NSF gives $5 million boost to STEM higher education in Missouri

Washington University part of statewide consortium that aims to double STEM degree attainment among underrepresented minorities

Washington University's Rochelle Smith (right) and Dedric Carter (center) help Art Hicks of the NSF's Louis Stokes Alliances for Minority Participation program announce the LSAMP grant Oct. 12 at Harris Stowe State University.
Washington University’s Rochelle Smith (right) and Dedric Carter (center) help Art Hicks of the NSF’s Louis Stokes Alliances for Minority Participation program announce the $5 million grant that will aid a consortium of higher education institutions in Missouri. The grant was announced Oct. 12 in St. Louis at Harris-Stowe State University.

Washington University in St. Louis is part of an alliance of Missouri institutions of higher education that recently received a $5 million grant from the National Science Foundation (NSF) to fund efforts to more than double underrepresented minority science, technology, engineering and math (STEM) graduates in Missouri within five years.

The alliance, part of the NSF’s Louis Stokes Alliances for Minority Participation program in Missouri (MoLSAMP), includes Washington University, as well as Harris-Stowe State University; Lincoln University; the Center for Plant and Life Sciences at St. Louis Community College; Truman State University; the University of Central Missouri, the University of Missouri-Columbia; and the University of Missouri-St. Louis.

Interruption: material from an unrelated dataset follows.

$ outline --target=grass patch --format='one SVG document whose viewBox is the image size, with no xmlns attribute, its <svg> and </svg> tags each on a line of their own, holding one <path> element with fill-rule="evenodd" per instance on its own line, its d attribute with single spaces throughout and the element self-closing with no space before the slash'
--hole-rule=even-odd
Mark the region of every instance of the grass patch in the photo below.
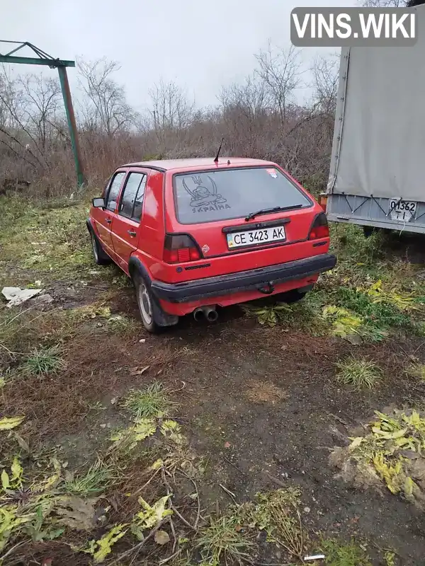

“It’s a significant opportunity to bring the LSAMP program to Missouri,” said Dedric Carter, vice chancellor for operations and technology transfer and co-principal investigator on the NSF grant. 

“Our state’s continued excellence in STEM requires that we grow the diversity of the students choosing and remaining in the STEM disciplines,” Carter said. “Introducing research and entrepreneurial outlets to these students will help to expand their possibilities.”

As part of MoLSAMP’s STEM retention efforts, Washington University will provide research practice opportunities and unique entrepreneurial exposure in St. Louis, as well as strategic advising, academic support and other tools to help students persist in STEM majors.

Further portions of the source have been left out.